2012-11-16 / Community

Business prepares for move to Arundel

Kate’s Homemade Butter shares success story
By Marc Filippino
Staff Writer

OLD ORCHARD BEACH – All of Lucas Patry’s life, his family’s business, Kate’s Homemade Butter, has been located in his home in on Fern Park Road in Old Orchard Beach.

Now, with Kate’s move to Arundel less than a year away, Patry said it is his responsibility to make sure Kate’s will still be a part of the community where it grew.

One of the ways Patry hopes to do this is through his yearly visit to Old Orchard Beach High School to educate Ann Nash’s culinary arts class about butter.

On Friday, Oct. 26, Patry spent the day at the high school explaining the history of Kate’s butter and how butter is made. Patry provided students with bags of cream they whipped to make butter and buttermilk.

Nash, who invited Patry into her class four years ago during her first year at Old Orchard Beach High School, said Patry’s visits are not only fun for students, but it’s also important for them to see the success of a local business.

And the Patry family has seen its fair share of success in the company’s 31-year history. Kate’s only uses four family members in the daily production of 150,000 pounds of butter. Annually, Kate’s makes roughly 1.2 million pounds of butter in a business concentrated in New York and New England, but also ships products down the East Coast and to Chicago and Nevada.

In September, The New York Times profiled Kate’s Homemade Butter for its production of real buttermilk, or the liquid that remains once the cream is churned and the butter molds together.

“They’re right here in Old Orchard Beach,” Nash said. “I always talk about Kate’s butter in hopes the students will tell their parents and they will buy it.”

For freshman Mariah Bouthiller, Patry’s visit was special since she grew up on Patriot Way, just down the street from Kate’s Homemade Butter.

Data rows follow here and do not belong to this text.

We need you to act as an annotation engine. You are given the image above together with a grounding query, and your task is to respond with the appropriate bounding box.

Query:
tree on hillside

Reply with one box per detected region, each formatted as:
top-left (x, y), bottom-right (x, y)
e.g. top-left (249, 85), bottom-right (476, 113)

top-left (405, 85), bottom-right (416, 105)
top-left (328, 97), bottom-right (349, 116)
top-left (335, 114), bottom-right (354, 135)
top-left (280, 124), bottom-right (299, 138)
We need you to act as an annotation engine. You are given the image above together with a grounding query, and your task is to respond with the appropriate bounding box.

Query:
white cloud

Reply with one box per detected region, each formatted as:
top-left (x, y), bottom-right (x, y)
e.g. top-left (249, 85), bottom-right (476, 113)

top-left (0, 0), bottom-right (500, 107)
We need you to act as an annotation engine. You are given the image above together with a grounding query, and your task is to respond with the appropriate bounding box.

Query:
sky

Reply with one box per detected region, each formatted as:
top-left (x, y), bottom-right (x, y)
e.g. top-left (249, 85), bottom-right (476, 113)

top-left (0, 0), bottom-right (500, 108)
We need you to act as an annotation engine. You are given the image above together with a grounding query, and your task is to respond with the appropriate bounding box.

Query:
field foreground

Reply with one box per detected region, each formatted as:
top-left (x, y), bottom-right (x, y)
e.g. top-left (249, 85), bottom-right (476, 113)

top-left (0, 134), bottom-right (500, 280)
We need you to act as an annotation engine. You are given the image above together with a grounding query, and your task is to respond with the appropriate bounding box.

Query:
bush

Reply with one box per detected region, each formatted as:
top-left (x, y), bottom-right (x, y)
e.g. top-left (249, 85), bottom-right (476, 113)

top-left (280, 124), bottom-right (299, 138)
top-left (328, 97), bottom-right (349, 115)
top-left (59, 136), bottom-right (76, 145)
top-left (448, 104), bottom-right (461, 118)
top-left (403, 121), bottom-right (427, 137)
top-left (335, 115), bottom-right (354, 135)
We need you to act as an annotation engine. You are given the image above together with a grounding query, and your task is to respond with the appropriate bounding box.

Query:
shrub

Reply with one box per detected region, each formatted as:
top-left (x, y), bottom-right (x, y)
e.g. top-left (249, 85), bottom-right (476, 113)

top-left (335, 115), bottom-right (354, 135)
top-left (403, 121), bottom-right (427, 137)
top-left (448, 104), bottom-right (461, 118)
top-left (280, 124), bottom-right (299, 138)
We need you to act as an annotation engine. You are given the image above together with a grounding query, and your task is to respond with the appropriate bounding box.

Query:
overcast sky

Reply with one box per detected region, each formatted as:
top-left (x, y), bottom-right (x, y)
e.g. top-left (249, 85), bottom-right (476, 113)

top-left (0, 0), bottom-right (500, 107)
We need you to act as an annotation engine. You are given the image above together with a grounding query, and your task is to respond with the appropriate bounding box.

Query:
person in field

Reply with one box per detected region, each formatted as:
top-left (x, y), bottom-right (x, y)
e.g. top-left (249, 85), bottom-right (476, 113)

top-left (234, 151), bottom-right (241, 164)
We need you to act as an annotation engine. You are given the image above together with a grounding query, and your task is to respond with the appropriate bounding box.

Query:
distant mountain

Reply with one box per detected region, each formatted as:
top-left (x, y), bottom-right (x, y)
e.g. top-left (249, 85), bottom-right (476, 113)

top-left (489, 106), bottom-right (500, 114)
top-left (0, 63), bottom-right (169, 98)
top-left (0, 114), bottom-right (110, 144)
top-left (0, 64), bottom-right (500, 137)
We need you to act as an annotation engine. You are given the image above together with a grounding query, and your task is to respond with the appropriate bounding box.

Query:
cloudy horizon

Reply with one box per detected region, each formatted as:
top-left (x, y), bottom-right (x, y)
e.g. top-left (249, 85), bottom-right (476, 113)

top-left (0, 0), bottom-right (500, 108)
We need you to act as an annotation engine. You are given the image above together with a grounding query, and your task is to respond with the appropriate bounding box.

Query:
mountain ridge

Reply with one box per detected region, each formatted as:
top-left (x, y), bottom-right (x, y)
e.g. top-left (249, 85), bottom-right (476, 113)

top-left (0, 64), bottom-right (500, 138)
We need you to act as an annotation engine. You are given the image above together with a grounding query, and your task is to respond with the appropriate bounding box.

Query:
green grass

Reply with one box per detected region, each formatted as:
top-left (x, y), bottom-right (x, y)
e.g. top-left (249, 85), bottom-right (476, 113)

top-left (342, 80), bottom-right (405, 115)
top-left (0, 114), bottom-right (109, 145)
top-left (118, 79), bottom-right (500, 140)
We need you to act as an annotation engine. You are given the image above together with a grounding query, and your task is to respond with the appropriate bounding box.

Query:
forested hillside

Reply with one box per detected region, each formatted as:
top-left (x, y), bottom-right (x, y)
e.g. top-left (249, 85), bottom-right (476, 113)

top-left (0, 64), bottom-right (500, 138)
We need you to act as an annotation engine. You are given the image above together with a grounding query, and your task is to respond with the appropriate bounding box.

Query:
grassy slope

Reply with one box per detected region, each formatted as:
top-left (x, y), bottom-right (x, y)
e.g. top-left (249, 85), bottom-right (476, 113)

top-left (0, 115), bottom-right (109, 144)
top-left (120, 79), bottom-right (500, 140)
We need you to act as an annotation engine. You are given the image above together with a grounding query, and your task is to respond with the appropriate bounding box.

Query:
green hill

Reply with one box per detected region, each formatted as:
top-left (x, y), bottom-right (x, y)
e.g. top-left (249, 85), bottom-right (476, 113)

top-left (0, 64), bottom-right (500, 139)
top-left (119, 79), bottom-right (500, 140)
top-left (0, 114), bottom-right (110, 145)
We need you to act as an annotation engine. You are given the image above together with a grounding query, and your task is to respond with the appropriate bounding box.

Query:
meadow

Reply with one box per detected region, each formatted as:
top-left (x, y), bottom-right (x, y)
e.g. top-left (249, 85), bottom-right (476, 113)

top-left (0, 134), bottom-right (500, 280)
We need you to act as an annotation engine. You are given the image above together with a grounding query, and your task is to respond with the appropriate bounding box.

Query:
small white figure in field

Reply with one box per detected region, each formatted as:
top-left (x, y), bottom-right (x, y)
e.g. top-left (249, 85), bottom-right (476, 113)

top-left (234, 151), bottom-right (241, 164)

“It’s really awesome to be making their butter,” Bouthillier said. “I’ve never met anyone or made butter before, but I always see the truck and the tanker around my house.”

Bouthiller said she will be sad to see Kate’s leave Old Orchard Beach this summer, when the company moves to its new home on Alfred Road in Arundel. Patry said there simply isn’t enough room in their home for the mass production process.

“As our business grows, the best place for us is by a big road and we will be right by Route 111,” Patry said.

Patry also said Kate’s will hire people from outside the family, something the company generally avoids. Patry said it would be difficult for Kate’s to meet the company’s needs with only four people in the production department.

“When you have a business dealing with food you try to only use family because then you will make less mistakes,” Patry said. “You know the people you’re working with and know that they care, and avoid the risk of hiring someone who isn’t committed.”

Patry understands there might be some changes, but will not sacrifice his relationship with Old Orchard Beach. Patry makes it quite clear he will still be available to the Old Orchard Beach community.

“It’s not a company’s responsibility to educate their kids, but I make it mine,” Patry said. “For me it’s important they know where their food comes from. Most younger kids will tell you it’s from the grocery store.”

Patry finished the class by inviting students to drink their freshly made buttermilk with cinnamon and powdered sugar and spreading their butter on bagels. Finally the students ended with ice cream topped with maple syrup.

To stay part of his community Patry will continue to work closely with Old Orchard Beach schools, including a surprise project he will be working on with the elementary school in January.

Patry said he didn’t want to reveal too much about the project, but said it would have to do with ice cream flavors.

“It’s important to be here,” Patry said. “I enjoy it and they enjoy it.”